For obvious reasons, Bad Words has endured its share of Bad Santa comparisons during its festival roll-out. In actual fact though, Jason Bateman’s directorial début has more in common with HBO’s debauched Eastbound & Down. Through liberal use of slow motion, this dark comedy brings a sense of epic grandeur to the boorish behaviour on display, lending its antihero’s indignant raising of a middle finger the same aesthetic allure as an action star’s acrobatic gunplay.
Rather than a burned out baseball star, the deadbeat paraded around for our amusement here is Guy Trilby (Bateman). Having discovered a loophole to exploit in the Golden Quill Spelling Bee’s rulebook, the misanthropic proofreader engages in televised vocabularic combat with ‘tweens. Despite a genius-level IQ and photographic memory (he doesn’t flinch when confronted with “floccinaucinihilipilification”), he insists on fighting dirty, messing with his young rivals’ impressionable heads.
For many of us who’ve experienced the disappointment of adulthood, there’s undeniably a perverse cathartic thrill in watching these promising young overachievers being taken down a peg.
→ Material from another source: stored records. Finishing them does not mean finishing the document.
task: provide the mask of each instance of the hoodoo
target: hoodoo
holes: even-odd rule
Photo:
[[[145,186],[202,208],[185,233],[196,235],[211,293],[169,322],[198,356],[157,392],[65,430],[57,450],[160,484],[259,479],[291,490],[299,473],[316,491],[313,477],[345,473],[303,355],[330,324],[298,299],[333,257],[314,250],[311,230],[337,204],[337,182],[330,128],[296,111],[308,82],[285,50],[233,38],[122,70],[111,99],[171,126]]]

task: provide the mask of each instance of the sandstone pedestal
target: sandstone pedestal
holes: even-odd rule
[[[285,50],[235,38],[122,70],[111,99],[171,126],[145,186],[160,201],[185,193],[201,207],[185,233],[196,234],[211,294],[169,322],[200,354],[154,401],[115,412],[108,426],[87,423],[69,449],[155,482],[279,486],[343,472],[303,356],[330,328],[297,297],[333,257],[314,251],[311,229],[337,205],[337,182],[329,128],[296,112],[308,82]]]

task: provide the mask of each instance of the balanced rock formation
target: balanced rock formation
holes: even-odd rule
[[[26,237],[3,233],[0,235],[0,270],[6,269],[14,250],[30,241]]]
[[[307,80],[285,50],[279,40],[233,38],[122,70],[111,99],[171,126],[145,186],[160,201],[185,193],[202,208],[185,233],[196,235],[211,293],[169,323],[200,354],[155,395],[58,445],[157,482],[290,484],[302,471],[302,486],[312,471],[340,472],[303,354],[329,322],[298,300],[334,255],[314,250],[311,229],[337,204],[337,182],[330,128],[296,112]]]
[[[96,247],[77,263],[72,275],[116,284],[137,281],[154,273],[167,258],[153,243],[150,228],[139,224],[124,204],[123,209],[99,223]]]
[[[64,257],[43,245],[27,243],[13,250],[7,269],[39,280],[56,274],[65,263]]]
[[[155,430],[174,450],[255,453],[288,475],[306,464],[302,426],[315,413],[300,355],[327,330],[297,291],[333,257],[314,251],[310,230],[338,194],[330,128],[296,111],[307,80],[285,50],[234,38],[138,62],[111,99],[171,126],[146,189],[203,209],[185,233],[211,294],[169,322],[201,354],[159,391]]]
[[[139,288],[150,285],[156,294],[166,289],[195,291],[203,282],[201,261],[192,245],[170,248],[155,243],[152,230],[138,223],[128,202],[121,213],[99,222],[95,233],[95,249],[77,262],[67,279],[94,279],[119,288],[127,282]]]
Unfortunately, the reasonable explanation for Guy’s inexcusable behaviour — uncovered by the sexually depraved reporter (Kathryn Hahn) charting his path to undignified glory — is every bit as underwhelming as you might fear.
Thankfully, before that anticlimactic reveal, there’s much to guiltily admire here. Bateman goes about his business with a compelling grim determination. And as he drags everyone down to his level, we discover that there’s considerable comedy gold to be found in the gutter he haunts.